The electronic version of this article is the complete one and can be found online at:

Received:13 February 2006
Accepted:29 March 2006
Published:29 March 2006

© 2006 Leslie et al; licensee BioMed Central Ltd.

This is an Open Access article distributed under the terms of the Creative Commons Attribution License (, which permits unrestricted use, distribution, and reproduction in any medium, provided the original work is properly cited.



Increased 99mTc-sestamibi stress lung-to-heart ratio (sLHR) has been shown to predict cardiac outcomes similar to pulmonary uptake of thallium. Peak heart rate and use of pharmacologic stress affect the interpretation of lung thallium uptake. The current study was performed to determine whether 99mTc-sestamibi sLHR measurements are affected by stress-related variables, and whether this in turn affects prognostic utility.

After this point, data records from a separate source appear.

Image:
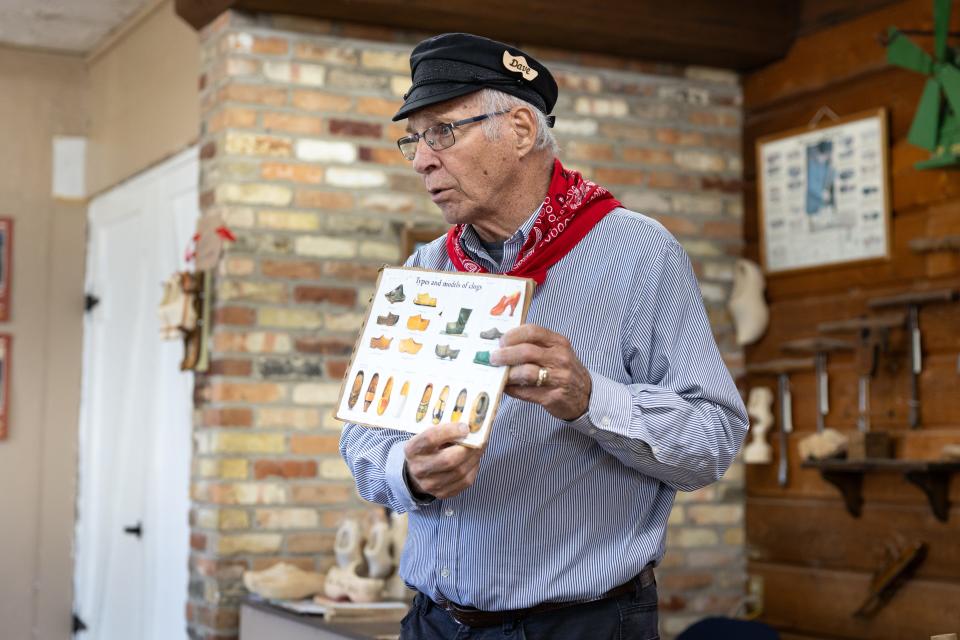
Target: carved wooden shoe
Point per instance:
(491, 334)
(371, 391)
(417, 323)
(480, 406)
(385, 397)
(409, 345)
(355, 390)
(388, 320)
(283, 581)
(382, 343)
(506, 301)
(459, 406)
(424, 402)
(424, 300)
(441, 405)
(396, 295)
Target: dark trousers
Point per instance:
(627, 617)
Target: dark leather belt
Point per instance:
(477, 618)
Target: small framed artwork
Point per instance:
(822, 194)
(415, 237)
(6, 261)
(5, 340)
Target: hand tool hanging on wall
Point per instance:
(874, 335)
(782, 369)
(820, 348)
(902, 563)
(913, 301)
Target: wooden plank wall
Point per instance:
(816, 560)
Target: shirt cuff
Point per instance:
(610, 412)
(397, 479)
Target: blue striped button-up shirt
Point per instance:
(564, 511)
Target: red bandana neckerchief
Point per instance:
(572, 206)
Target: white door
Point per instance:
(132, 533)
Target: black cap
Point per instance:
(454, 64)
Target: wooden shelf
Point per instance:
(931, 477)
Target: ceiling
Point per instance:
(74, 26)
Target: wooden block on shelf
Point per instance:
(870, 446)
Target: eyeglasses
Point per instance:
(439, 136)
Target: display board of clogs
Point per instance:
(423, 356)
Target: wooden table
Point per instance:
(261, 620)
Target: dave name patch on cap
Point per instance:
(452, 65)
(519, 65)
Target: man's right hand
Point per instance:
(438, 465)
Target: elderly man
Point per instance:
(616, 398)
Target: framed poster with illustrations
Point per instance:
(6, 253)
(413, 238)
(5, 340)
(822, 194)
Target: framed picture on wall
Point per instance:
(6, 249)
(822, 194)
(413, 238)
(5, 340)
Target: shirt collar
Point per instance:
(471, 240)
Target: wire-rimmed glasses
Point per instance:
(439, 136)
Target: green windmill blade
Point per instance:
(923, 131)
(904, 53)
(949, 78)
(941, 25)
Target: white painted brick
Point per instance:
(316, 393)
(295, 73)
(708, 74)
(335, 469)
(699, 161)
(567, 127)
(601, 107)
(355, 178)
(254, 194)
(713, 292)
(324, 151)
(344, 321)
(646, 202)
(325, 247)
(722, 271)
(388, 252)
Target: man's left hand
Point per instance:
(531, 350)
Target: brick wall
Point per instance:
(298, 156)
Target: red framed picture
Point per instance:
(5, 340)
(6, 250)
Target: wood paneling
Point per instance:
(816, 559)
(736, 34)
(822, 601)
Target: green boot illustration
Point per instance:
(456, 328)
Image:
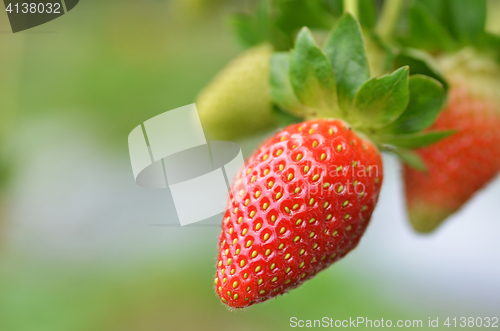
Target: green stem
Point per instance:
(389, 18)
(351, 6)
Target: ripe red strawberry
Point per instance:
(462, 164)
(307, 194)
(311, 191)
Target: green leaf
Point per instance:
(419, 63)
(381, 101)
(433, 7)
(346, 50)
(409, 157)
(367, 14)
(426, 32)
(416, 140)
(466, 18)
(281, 89)
(245, 30)
(311, 74)
(253, 29)
(426, 100)
(294, 14)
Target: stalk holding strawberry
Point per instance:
(311, 189)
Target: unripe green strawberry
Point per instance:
(311, 191)
(237, 103)
(306, 196)
(462, 164)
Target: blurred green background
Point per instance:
(83, 248)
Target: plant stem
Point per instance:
(389, 18)
(351, 6)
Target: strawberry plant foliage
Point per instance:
(334, 82)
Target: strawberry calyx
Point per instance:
(334, 82)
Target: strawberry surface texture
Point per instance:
(309, 195)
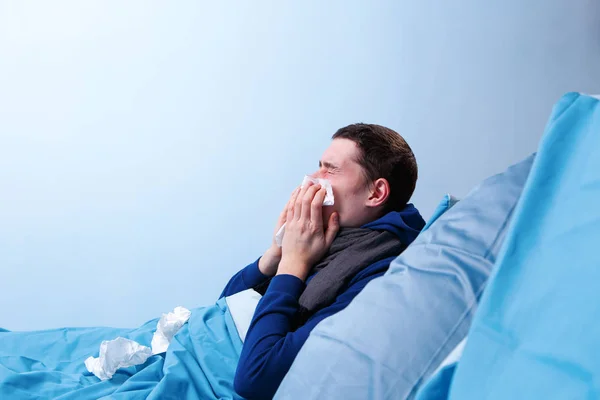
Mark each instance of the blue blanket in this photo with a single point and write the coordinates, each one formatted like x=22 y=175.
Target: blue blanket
x=200 y=363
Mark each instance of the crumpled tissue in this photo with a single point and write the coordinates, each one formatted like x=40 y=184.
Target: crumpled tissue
x=328 y=201
x=167 y=327
x=115 y=354
x=122 y=352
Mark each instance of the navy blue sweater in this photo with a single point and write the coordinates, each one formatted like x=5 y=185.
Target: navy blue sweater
x=271 y=345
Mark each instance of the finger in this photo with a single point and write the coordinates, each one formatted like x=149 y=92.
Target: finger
x=299 y=198
x=291 y=205
x=283 y=215
x=333 y=227
x=316 y=208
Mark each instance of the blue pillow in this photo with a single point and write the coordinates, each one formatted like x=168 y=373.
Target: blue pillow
x=444 y=205
x=397 y=331
x=537 y=333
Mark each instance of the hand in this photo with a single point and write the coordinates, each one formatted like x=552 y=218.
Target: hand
x=270 y=260
x=306 y=240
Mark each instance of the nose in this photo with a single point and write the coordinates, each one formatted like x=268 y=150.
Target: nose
x=317 y=174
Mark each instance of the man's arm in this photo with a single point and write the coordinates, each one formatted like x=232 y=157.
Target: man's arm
x=270 y=346
x=263 y=268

sLHR was determined in 718 patients undergoing 99mTc-sestamibi SPECT stress imaging. sLHR was assessed in relation to demographics, hemodynamic variables and outcomes (mean follow up 5.6 ± 1.1 years).

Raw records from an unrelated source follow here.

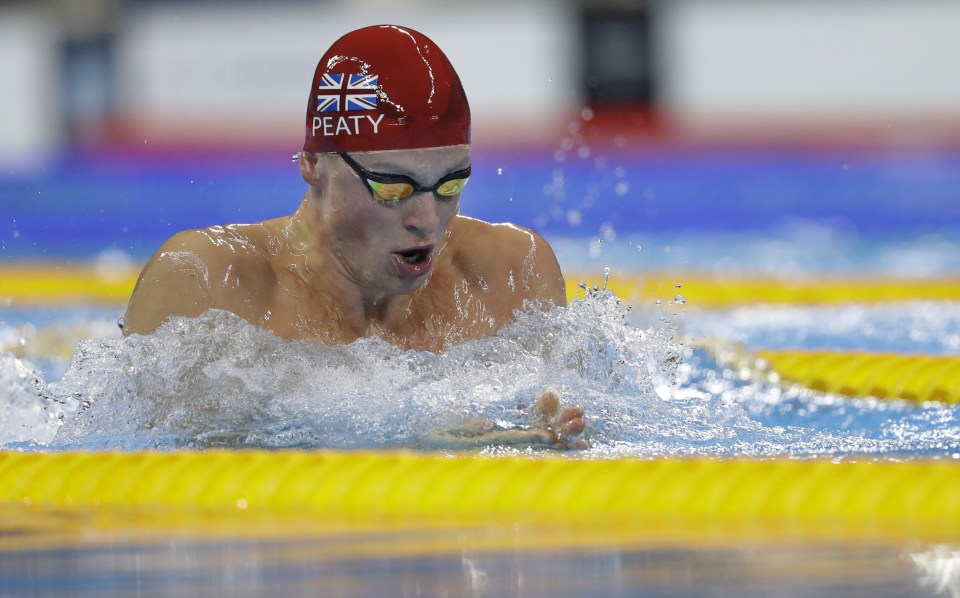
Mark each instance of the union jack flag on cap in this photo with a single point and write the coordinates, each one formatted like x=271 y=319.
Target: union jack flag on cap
x=341 y=92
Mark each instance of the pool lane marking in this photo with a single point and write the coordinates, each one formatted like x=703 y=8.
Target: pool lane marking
x=917 y=378
x=53 y=283
x=642 y=500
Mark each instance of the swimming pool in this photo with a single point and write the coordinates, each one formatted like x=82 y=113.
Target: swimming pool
x=674 y=383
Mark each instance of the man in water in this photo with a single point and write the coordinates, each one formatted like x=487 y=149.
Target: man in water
x=377 y=246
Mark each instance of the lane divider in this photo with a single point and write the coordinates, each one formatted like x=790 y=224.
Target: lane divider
x=386 y=490
x=50 y=283
x=862 y=374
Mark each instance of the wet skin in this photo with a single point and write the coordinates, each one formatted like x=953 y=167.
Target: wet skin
x=344 y=266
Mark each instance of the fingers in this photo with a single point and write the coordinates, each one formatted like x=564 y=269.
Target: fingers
x=548 y=404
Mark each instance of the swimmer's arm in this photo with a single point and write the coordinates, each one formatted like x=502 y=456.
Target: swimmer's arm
x=556 y=428
x=533 y=273
x=175 y=282
x=546 y=281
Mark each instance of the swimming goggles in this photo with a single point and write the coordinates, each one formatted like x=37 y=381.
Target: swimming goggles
x=391 y=188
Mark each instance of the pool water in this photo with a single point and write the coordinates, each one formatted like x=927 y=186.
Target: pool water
x=651 y=377
x=648 y=379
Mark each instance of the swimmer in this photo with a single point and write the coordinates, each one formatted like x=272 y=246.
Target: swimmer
x=377 y=246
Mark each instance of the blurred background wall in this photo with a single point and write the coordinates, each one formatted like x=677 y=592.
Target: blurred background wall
x=221 y=73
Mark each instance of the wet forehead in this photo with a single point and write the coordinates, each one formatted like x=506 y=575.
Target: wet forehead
x=427 y=164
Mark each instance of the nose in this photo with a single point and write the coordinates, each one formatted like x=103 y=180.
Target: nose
x=420 y=215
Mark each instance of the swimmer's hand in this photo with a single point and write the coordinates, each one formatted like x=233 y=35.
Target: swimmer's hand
x=556 y=428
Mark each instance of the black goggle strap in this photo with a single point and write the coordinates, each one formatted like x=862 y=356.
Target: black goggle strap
x=390 y=179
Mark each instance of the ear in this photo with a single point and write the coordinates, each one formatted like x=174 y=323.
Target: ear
x=308 y=168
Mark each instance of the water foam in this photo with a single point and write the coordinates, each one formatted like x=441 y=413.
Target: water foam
x=219 y=381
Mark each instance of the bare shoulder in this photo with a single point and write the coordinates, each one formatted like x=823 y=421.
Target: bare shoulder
x=193 y=271
x=509 y=258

Mean sLHR was slightly greater in males than in females (P < 0.01) and also showed a weak negative correlation with age (P < 0.01) and systolic blood pressure (P < 0.01), but was unrelated to stress method or heart rate at the time of injection. In patients undergoing treadmill exercise, sLHR was also positively correlated with peak workload (P < 0.05) but inversely with double product (P < 0.05). The combined explanatory effect of sex, age and hemodynamic variables on sLHR was less than 10%. The risk of acute myocardial infarction (AMI) or death increased by a factor of 1.7–1.8 for each SD increase in unadjusted sLHR, and was unaffected by adjustment for sex, age and hemodynamic variables (hazard ratios 1.6–1.7). The area under the ROC curve for the unadjusted sLHR was 0.65 (95% CI 0.59–0.71, P < 0.0001) and was unchanged for the adjusted sLHR (0.65, 95% CI 0.61–0.72, P < 0.0001).


Stress-related variables have only a weak effect on measured sLHR. Unadjusted and adjusted sLHR provide equivalent prognostic information for prediction of AMI or death.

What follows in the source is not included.